Uitspraak
1.Procesverloop in cassatie
2.Beoordeling van het cassatiemiddel
3.Beslissing
23 november 2021.
Hoge Raad
In deze zaak heeft de Hoge Raad op 23 november 2021 uitspraak gedaan in een cassatieprocedure tegen een arrest van het gerechtshof Amsterdam, dat op 12 november 2020 was gewezen. De verdachte, geboren in 1966, heeft beroep in cassatie ingesteld tegen de uitspraak van het hof. De advocaat H.M.W. Daamen heeft namens de verdachte een cassatiemiddel ingediend, waarin werd geklaagd dat de aantekening van het mondelinge arrest niet voldeed aan de wettelijke eisen. De advocaat-generaal E.J. Hofstee heeft geconcludeerd tot vernietiging van de bestreden uitspraak en heeft de Hoge Raad verzocht om een beslissing te nemen op basis van artikel 440 van het Wetboek van Strafvordering.
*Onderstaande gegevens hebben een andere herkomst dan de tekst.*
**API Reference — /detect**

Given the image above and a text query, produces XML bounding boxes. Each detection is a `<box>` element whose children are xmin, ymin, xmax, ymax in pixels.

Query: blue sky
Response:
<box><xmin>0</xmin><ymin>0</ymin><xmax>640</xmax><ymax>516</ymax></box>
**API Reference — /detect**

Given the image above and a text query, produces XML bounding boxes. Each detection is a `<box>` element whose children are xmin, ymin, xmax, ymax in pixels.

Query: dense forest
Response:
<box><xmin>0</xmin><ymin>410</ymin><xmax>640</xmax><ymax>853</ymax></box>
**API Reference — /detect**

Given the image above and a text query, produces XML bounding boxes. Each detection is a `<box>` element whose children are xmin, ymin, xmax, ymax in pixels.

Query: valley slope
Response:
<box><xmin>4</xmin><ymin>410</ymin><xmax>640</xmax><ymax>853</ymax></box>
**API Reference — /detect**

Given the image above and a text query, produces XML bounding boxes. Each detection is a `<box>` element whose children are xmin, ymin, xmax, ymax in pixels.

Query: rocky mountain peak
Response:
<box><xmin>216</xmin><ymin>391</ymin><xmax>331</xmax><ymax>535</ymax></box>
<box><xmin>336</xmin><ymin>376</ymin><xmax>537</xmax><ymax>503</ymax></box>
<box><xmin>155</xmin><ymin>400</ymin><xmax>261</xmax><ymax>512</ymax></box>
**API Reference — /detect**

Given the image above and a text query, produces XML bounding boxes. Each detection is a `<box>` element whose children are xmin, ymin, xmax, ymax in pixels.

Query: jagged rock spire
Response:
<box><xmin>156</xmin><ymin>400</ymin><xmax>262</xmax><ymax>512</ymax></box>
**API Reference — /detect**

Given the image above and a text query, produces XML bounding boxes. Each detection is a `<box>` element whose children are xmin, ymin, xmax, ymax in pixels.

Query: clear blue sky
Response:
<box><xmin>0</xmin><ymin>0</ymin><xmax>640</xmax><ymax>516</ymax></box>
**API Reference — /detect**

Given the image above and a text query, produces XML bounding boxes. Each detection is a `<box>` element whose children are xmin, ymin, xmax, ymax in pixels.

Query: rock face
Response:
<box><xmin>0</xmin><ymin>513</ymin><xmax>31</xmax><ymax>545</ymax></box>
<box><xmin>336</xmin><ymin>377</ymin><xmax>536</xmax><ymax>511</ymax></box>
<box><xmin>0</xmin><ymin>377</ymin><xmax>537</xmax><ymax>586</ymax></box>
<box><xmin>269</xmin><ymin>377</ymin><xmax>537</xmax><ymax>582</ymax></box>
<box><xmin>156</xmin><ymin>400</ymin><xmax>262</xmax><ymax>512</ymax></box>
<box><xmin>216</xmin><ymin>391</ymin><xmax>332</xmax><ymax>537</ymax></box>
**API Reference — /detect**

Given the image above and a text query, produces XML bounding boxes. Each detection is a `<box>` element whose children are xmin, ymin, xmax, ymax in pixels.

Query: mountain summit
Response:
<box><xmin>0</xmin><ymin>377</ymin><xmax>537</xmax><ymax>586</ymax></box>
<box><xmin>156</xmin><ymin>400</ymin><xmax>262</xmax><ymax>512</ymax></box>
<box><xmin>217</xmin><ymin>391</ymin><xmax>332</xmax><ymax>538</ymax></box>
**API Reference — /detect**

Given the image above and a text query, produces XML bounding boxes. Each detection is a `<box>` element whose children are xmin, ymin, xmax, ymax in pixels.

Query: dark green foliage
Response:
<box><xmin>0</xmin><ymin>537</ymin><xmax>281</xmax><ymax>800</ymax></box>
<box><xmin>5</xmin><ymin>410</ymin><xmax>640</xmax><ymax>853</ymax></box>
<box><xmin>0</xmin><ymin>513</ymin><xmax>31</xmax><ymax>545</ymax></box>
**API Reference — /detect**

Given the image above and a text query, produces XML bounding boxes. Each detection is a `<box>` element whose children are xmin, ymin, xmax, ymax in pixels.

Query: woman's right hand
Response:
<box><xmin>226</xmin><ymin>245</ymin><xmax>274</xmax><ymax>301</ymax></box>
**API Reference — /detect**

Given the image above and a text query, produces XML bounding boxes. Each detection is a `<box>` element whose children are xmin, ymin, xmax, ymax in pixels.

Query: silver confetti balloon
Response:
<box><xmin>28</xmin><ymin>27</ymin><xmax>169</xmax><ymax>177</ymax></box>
De Hoge Raad heeft het cassatiemiddel gegrond verklaard. De redenen voor deze beslissing zijn uiteengezet in de conclusie van de advocaat-generaal, waarin werd gesteld dat de aantekening van het mondelinge arrest niet voldeed aan de vereisten zoals vastgelegd in de Regeling aantekening mondeling vonnis. De Hoge Raad heeft vervolgens de uitspraak van het hof vernietigd en de zaak terugverwezen naar het gerechtshof Amsterdam, zodat de zaak opnieuw kan worden berecht en afgedaan. Deze uitspraak benadrukt het belang van de naleving van wettelijke eisen bij de aantekening van mondelinge arresten.